そんなソファに、スリッパを脱いで体育座りしていた彼女は携帯を弄るのを止め、そよそよと吹く小さな風に窓の外の景色を見た。
程よい日差しと涼しくて気持ちの良い風が、ヒカルに心地よい安心感を与える。
そんな時、雨も降っていないのに彼女は空に虹を見た。
「お母さーん、今日って雨降ってたっけ?」
ヒカルのそんな声に、キッチンで昼食の食器洗いをしていた彼女の母は、呑気な声で答える。
「え~? どうだったっけ~? 降ってたの?」
「いや、私が聞いてるんだけど」
「ヒカル学校行って外出てるんだから、覚えてるんじゃないの~?」
少し離れた距離にいるからか、洗い物をしながら話す彼女の母は語尾が伸びる。
そんな声に気にせず、彼女は「だってさ!」と続けた。
「雨降ってないのに、虹出てるんだけど!?」
食べ終えたアイスをゴミ箱に捨てるために、キッチンの近くに来たヒカルは、母に向かって話した。
すると、オープンキッチンに立っていた母は、顔だけヒカルの方へ振り返ってから、え~と言いながら窓を見た。
「ここからじゃ見えないわね~、虹」
「写メ撮る。

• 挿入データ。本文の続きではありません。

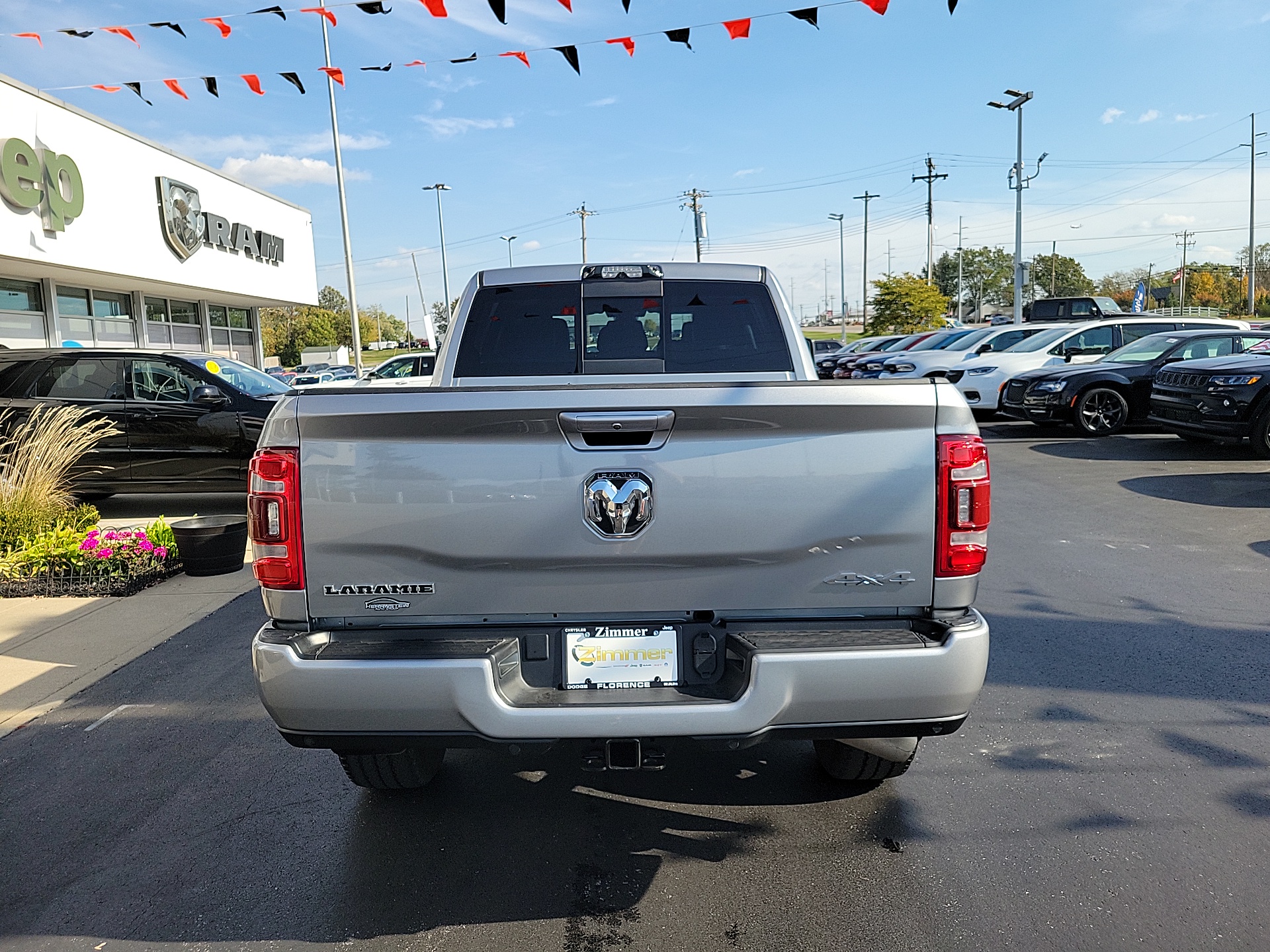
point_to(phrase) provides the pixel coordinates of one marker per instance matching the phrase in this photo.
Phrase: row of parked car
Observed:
(1202, 379)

怪奇現象かな?」
「あら、それ面白いわね」
珍しいもの、変なものには敏感な一家は、少しワクワクした様子だ。
ヒカルは、食器洗いを続ける母に虹を見せるために携帯を空へ向けた。
すると、ヒカルの携帯には空と虹と、小さい黒い斑点が見えた。
「あれ? ゴミかな?」
制服から着替えていたルームウェアで携帯のカメラ部分をゴシゴシと吹いてから、彼女はもう一度カメラを構えた。

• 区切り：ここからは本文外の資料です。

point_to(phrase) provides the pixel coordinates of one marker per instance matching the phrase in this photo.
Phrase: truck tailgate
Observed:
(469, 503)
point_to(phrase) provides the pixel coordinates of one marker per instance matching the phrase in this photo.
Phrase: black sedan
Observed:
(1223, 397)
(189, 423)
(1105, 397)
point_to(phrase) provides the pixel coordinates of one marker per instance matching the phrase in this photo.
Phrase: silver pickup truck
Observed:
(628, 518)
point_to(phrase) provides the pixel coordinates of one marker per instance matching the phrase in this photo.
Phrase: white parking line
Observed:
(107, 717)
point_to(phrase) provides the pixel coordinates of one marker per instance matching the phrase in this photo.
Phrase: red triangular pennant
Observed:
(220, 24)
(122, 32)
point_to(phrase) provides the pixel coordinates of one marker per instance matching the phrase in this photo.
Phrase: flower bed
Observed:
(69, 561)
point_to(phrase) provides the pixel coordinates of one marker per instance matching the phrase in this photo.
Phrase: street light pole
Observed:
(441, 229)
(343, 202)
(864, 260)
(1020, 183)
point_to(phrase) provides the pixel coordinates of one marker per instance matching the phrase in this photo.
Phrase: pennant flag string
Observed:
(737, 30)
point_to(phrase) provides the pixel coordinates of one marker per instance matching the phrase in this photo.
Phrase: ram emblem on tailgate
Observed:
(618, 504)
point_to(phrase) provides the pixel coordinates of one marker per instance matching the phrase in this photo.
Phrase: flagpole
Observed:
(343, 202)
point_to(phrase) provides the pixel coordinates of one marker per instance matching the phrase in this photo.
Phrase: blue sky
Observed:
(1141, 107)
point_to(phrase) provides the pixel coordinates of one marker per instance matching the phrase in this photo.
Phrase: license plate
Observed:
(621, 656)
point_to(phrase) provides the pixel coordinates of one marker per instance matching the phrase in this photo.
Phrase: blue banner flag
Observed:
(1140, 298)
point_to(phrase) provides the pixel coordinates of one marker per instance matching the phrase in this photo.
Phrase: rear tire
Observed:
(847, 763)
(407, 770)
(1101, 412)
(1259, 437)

すると、次に空へカメラを向けたときには、その斑点が人型になっているように見えた。
「え? ていうか、これ…………」
暫くカメラを向けたまま固まっていると、人型のその黒い斑点は物凄いスピードで近付いてきていた。
「お母さんっ!? 人落ちてきた!」
すぐさまヒカルはカメラからムービーへと切り替えて、録画ボタンを押してから、母へと叫んだ。
「へ~?」
ガシャガシャと、食器を濯ぎ始めてしまった母は、ヒカルの声がいまいち聞こえないらしく、気のない返事で返すが、ヒカルは焦っていた。
「どーしよ!? 宇宙人!?」
とりあえず、真っ直ぐ我が家へ落ちてくる人影にオロオロとしていると、物凄い轟音と共に人が落ちてきた。
これには、さすがの母も驚いたようで、ゴム手袋をはめたままヒカルの隣へやってきた。
「どうしたの?」
あくまでのマイペースな母に、ヒカルは「人が落ちてきた! 空から!」と端的かつわかりやすい、そのままのことを説明すると、彼女の母はニッコリと笑顔のまま言った。
「あら、ビックリね」
本当に驚いているのかはわからないが、とりあえず砂埃がすごかったため、ヒカルは一旦窓を閉めて部屋に砂が入ってこないようにしてから、母親と共に自分たちの庭へと出た。
砂埃の量が凄い割に、特にこれと言って庭が抉れたような様子も見えないため安堵した彼女の母。
「庭は大丈夫みたいね」
「庭は……って、落ちてきた人は大丈夫なのかな?」
「宇宙人なら、きっと大丈夫よ」
どこから来るのか、彼女の母は拳を握って自信たっぷりに言った。ゴム手袋をはめたまま。
「………………っう……」
小さく誰かの呻き声が聞こえて、二人は笑顔で飛び上がった。
「生きてる!?」
「おーい、生きてますかー?」
心配している様子が皆無である。それでも、砂埃がマシになってきたため、ヒカルは母に危ないかもしれないからそこにいるようにと注意してから、一歩一歩慎重に声のする方へと近付いて行く。
「気を付けてね、ヒカル」
「任しといて!」
ウキウキした様子の二人は、ようやく落ちてきた人の姿を捉えた。
その人物は、黒髪で緑のポンチョに白いパンツ、ロングブーツを履いた男の子のようだった。
「お母さん! 男の子だよっ! 歳近い子かも!?」
「そうみたいね、生きてるのかしら?」
母の言葉に、倒れたままの男の口元に手を近づけるヒカル。
暫くそのまま硬直していたかと思うと、ガバッと顔を上げて母を見て、「生きてる! 息してた!」と叫んだ。
「あら、じゃあ一旦お部屋の中へ運びましょう。怪我してたら、手当てしてあげないと。意識戻らなかったら、救急車呼びましょうね」
こうして、倒れて意識を失っている男は女性二人の手によって、天月家へと運ばれていくのだった。